However, notice that the index is now no longer unique to each observation (row). 

This can be fixed using the `reset_index` function.

In [None]:
pd.concat([df, df2]).reset_index(drop = True)

### Merge:

We can use the `merge` function to combine DataFrames that share the same observations, but have different columns.

Here, our students have scores on two tests, but they are stored in separate dataframes. Some students have scores on one test, whereas some students have scores on both tests:

In [None]:
df1 = pd.DataFrame({'Name': ['Oleg', 'Jenny', 'Chang', 'Joni', 'Mario'],
                    'Score1' : [65.0, 95.0, 79.0, 58.0, 92.0]})

df1

In [None]:
df2 = pd.DataFrame({'Name': ['Oleg', 'Chang', 'Joni', 'Mario', 'Nico', 'Maria'],
                    'Score2' : [70.0, 77.0, 92.0, 92.0, 72.0, 68.0]})

df2

By default, the `merge` function will combine only those observations found in both DataFrames, i.e. an inner join.

In [None]:
x = df1.merge(df2, on = 'Name')

x.head(3)

We can instead keep all of the observations in the *left* DataFrame by setting `how = 'left'`.

In [None]:
df1.merge(df2, on = 'Name', how = 'left')

We can instead keep all of the observations in the *right* DataFrame by setting `how = 'right'`.

In [None]:
df1.merge(df2, on = 'Name', how = 'right')

Or we can keep all observations in *both* DataFrames by setting `how = 'outer'`.

In [None]:
df1.merge(df2, on = 'Name', how = 'outer')

Notice that we can merge on several variables.

The file `titanic2.csv` contains information on how much each passanger paid for their tickets.

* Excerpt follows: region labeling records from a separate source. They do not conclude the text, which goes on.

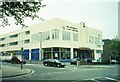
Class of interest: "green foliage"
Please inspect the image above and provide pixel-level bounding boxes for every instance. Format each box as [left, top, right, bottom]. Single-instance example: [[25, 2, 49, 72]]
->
[[0, 1, 45, 27]]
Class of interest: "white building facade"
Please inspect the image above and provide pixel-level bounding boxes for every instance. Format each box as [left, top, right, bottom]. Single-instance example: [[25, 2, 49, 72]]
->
[[0, 18, 103, 62]]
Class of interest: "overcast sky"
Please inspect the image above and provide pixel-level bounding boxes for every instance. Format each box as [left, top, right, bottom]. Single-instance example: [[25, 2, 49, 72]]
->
[[0, 0, 119, 39]]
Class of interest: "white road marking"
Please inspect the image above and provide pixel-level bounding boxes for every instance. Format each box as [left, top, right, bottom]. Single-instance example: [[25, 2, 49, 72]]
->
[[90, 79, 100, 82], [105, 77, 120, 82]]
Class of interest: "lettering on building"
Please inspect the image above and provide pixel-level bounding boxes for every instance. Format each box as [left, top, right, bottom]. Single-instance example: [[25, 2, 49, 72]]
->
[[62, 25, 78, 32]]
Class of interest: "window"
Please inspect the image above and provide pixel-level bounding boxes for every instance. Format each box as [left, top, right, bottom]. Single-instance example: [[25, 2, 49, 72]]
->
[[62, 31, 70, 40], [73, 33, 78, 41], [42, 31, 50, 40], [0, 37, 5, 41], [96, 50, 103, 53], [24, 39, 30, 44], [89, 36, 94, 43], [31, 33, 39, 42], [52, 29, 59, 39], [9, 34, 18, 38], [10, 42, 18, 46]]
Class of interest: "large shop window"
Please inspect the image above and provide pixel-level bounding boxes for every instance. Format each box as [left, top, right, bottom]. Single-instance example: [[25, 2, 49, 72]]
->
[[73, 33, 78, 41], [42, 31, 50, 40], [62, 31, 70, 40], [52, 29, 59, 39]]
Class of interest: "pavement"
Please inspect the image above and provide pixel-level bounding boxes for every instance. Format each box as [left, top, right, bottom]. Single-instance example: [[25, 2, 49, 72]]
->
[[0, 61, 118, 78], [0, 65, 34, 78]]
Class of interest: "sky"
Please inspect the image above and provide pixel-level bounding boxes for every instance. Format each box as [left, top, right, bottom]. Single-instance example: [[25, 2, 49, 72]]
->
[[0, 0, 119, 39]]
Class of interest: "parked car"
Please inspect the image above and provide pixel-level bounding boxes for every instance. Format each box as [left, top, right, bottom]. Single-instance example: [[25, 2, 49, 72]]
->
[[11, 56, 26, 64], [70, 58, 80, 65], [43, 59, 66, 67]]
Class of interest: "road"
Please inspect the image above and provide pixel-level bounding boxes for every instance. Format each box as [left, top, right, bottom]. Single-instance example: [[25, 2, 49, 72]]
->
[[1, 63, 120, 82]]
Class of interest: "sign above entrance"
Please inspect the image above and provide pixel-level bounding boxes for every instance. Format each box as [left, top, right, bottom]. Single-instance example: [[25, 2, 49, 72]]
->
[[62, 25, 78, 32]]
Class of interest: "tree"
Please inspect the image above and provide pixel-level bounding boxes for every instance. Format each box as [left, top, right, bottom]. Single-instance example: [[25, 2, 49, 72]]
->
[[0, 0, 45, 27]]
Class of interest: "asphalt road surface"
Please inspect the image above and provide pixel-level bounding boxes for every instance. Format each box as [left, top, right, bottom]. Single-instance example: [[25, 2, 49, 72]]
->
[[1, 63, 120, 82]]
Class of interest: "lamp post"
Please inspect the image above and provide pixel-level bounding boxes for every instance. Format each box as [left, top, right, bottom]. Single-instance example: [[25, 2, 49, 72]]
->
[[39, 32, 42, 60]]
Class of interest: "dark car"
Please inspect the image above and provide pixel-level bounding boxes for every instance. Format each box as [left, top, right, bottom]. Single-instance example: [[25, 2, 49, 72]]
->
[[11, 56, 26, 64], [70, 58, 80, 65], [43, 59, 65, 67]]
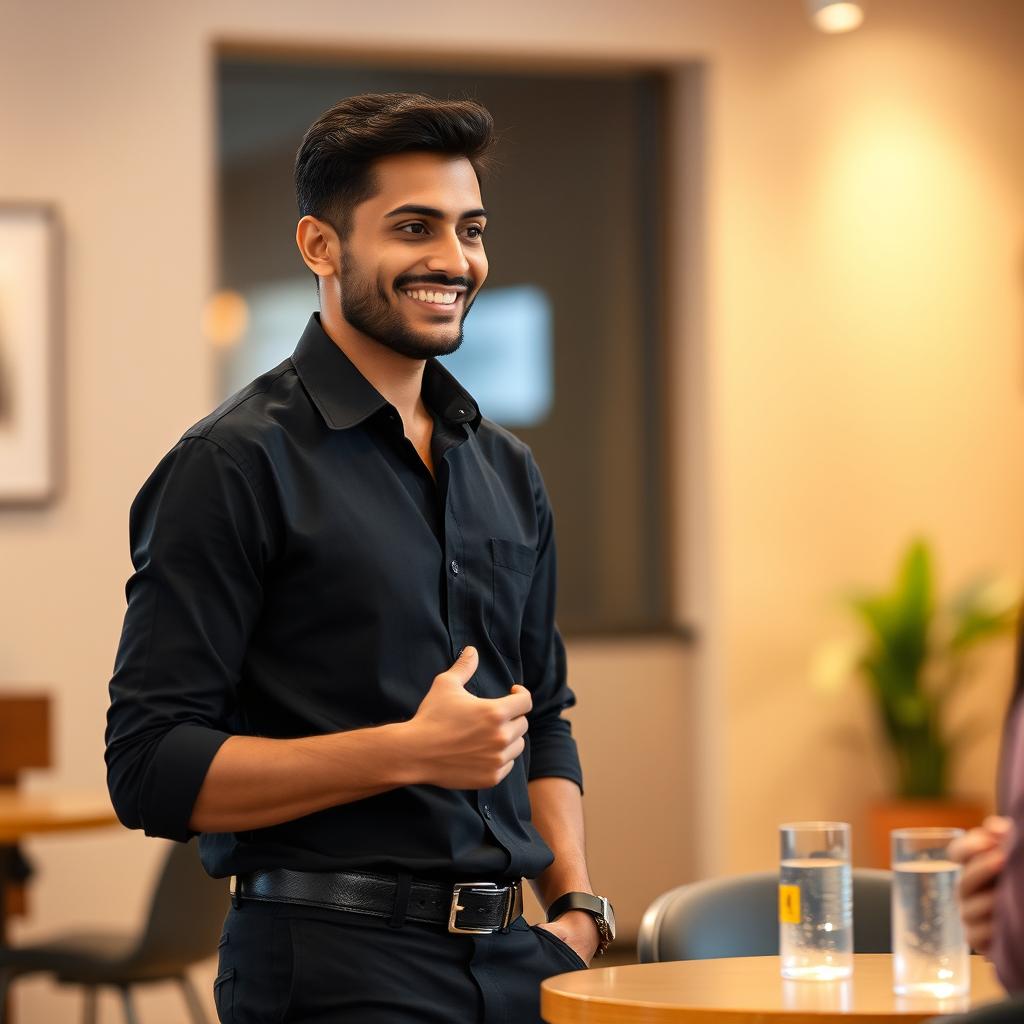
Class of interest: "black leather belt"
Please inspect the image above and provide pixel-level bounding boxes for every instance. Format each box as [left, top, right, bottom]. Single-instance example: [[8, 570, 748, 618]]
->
[[230, 867, 522, 935]]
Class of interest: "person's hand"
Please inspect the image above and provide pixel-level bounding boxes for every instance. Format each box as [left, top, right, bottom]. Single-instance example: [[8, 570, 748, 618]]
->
[[949, 815, 1013, 954], [537, 910, 601, 967], [407, 647, 534, 790]]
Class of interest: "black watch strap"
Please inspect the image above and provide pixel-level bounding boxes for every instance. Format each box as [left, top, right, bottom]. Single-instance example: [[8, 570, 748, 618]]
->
[[548, 893, 615, 956]]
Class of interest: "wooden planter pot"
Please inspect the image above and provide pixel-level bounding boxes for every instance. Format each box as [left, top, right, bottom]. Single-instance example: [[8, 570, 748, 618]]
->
[[867, 800, 988, 867]]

The file consists of the following columns:

* PassengerId: Id of every passenger.
* Name: Name of passenger.
* SibSp: Number of siblings and spouse on board.
* Parch: Numbers of parents and children on board.
* Fare: Indicating the fare.

In [None]:
titanic = pd.read_csv('titanic.csv')

titanic.head()

In [None]:
titanic2 = pd.read_csv('titanic2.csv')

titanic2.head()

"SibSp" is the number of siblings and/or spouse the passenger had on the Titanic.

"Parch" is how many parents and/or children the passenger had on the Titanic.

Let us merge `titanic` with `titanic2` and put the result in `titanic3`:

In [None]:
titanic3 = titanic.merge(titanic2, on = ['PassengerId', 'Name'])

titanic3

In [None]:
titanic3['Fam'] = titanic3['SibSp'] + titanic3['Parch']

titanic3

In [None]:
titanic3[titanic3['Fam'] == 10]